RAGOps: Production-Grade RAG Platform
Personal Project
Problem
Naive RAG systems built on embedding-only retrieval suffer from poor recall on out-of-distribution queries, context pollution from irrelevant chunks, and zero visibility into why a given answer was produced. There was no systematic way to measure or improve retrieval quality over time.
Constraints
- Heterogeneous document formats (PDF, markdown, HTML) required a unified ingestion pipeline
- Query latency budget: end-to-end response under 3 seconds including reranking
- Cost per query had to remain viable for self-hosted, single-tenant use
- Evaluation required ground-truth labels — 150 QA pairs curated manually
- No managed vector database; pgvector on PostgreSQL to keep the stack minimal
Approach
Replaced single-stage dense retrieval with a three-stage pipeline: (1) dual retrieval combining pgvector ANN search with BM25-style lexical matching, (2) score fusion to merge candidate lists, and (3) a cross-encoder reranker applied to the top-k candidates before passing context to the LLM. Chunking strategy was switched from fixed-size to semantic boundaries to improve chunk coherence.

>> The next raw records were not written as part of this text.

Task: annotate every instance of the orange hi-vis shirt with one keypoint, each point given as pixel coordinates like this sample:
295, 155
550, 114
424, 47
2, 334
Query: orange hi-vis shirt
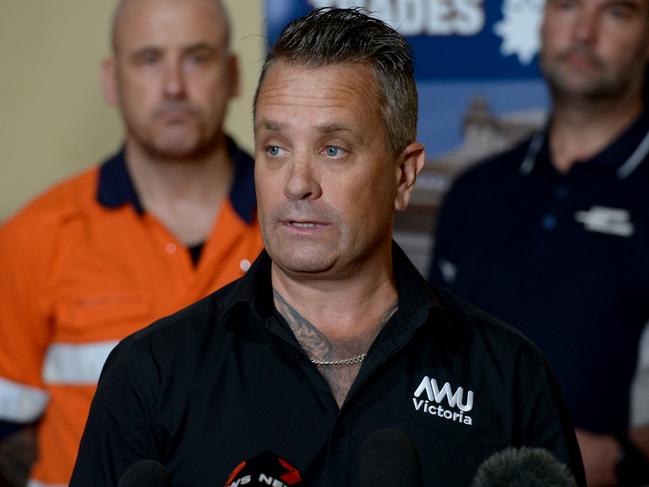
83, 266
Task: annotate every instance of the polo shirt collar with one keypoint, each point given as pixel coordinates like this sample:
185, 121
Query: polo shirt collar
623, 155
115, 186
415, 295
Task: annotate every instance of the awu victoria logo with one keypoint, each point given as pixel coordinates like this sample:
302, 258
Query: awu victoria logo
443, 402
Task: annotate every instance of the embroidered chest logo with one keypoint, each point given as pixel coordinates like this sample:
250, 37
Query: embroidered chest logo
430, 399
613, 221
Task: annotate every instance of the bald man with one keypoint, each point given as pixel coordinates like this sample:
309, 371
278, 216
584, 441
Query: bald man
163, 222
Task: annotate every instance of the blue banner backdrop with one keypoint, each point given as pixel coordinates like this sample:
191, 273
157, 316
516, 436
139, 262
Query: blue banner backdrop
480, 89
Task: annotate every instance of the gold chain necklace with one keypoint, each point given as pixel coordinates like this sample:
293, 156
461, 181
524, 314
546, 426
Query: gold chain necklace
340, 363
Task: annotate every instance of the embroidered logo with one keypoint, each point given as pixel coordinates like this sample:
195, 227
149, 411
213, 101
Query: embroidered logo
434, 399
612, 221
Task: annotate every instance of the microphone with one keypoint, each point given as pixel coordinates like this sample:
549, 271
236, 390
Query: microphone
529, 467
265, 469
389, 457
145, 473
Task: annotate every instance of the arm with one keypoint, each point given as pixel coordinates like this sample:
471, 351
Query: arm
547, 422
24, 333
17, 454
121, 428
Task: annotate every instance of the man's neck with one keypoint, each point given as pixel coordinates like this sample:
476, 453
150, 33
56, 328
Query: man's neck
185, 195
580, 129
335, 323
343, 308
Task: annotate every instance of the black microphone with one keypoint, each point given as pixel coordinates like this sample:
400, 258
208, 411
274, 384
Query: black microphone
265, 469
389, 457
528, 467
145, 473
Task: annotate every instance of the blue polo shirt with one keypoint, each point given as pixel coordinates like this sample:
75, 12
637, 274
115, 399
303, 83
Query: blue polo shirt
563, 257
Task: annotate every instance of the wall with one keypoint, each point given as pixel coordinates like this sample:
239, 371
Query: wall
53, 120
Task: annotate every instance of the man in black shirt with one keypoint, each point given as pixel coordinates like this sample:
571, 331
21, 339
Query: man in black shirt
332, 334
553, 235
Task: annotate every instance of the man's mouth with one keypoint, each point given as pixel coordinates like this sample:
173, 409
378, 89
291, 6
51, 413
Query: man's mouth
304, 224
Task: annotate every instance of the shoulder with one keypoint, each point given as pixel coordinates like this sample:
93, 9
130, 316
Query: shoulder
497, 170
489, 340
178, 341
40, 218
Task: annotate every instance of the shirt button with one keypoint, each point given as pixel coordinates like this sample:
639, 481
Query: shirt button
561, 192
549, 222
244, 265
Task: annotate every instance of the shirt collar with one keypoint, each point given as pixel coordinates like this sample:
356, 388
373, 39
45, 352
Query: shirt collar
115, 187
622, 155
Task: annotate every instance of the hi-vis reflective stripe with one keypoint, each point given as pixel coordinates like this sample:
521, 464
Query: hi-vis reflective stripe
76, 364
36, 483
20, 403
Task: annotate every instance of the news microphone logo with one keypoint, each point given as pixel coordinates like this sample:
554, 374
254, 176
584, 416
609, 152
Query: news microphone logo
265, 469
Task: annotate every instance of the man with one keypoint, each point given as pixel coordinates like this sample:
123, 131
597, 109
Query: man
332, 334
552, 236
164, 222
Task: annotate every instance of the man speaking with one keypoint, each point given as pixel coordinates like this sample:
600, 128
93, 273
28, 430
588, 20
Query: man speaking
332, 334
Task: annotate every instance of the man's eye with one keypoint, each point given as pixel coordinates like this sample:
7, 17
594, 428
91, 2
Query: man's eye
334, 151
149, 57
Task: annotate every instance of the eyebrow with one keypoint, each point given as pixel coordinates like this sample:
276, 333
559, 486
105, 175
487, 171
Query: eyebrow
327, 128
198, 46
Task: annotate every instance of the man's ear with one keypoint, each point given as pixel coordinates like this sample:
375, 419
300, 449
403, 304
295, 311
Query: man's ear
109, 81
235, 76
411, 161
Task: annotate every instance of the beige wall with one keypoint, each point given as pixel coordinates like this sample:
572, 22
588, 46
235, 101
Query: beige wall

A fallback gate rejects low-confidence queries rather than hallucinating. Evaluation was embedded into the development loop — every pipeline change was measured against the 150-query benchmark before merging.
Architecture

Metrics
| Metric | Baseline | Achieved |
|---|---|---|
| Recall@10 | ~58% | ~81% |
| Answer precision (manual) | 62% | 84% |
| Irrelevant context rate | 31% | 11% |
| Avg query latency | 1.1 s | 2.4 s (reranker added) |
| Benchmark queries | 0 | 150 QA pairs |
Product Impact
RAGOps functions as a self-hostable knowledge-base Q&A system for domain-specific document corpora. The observability dashboard lets an operator debug retrieval failures without re-running experiments manually. The evaluation framework enables confident iteration — any retrieval change is quantified before deployment, treating the LLM application as infrastructure rather than a prototype.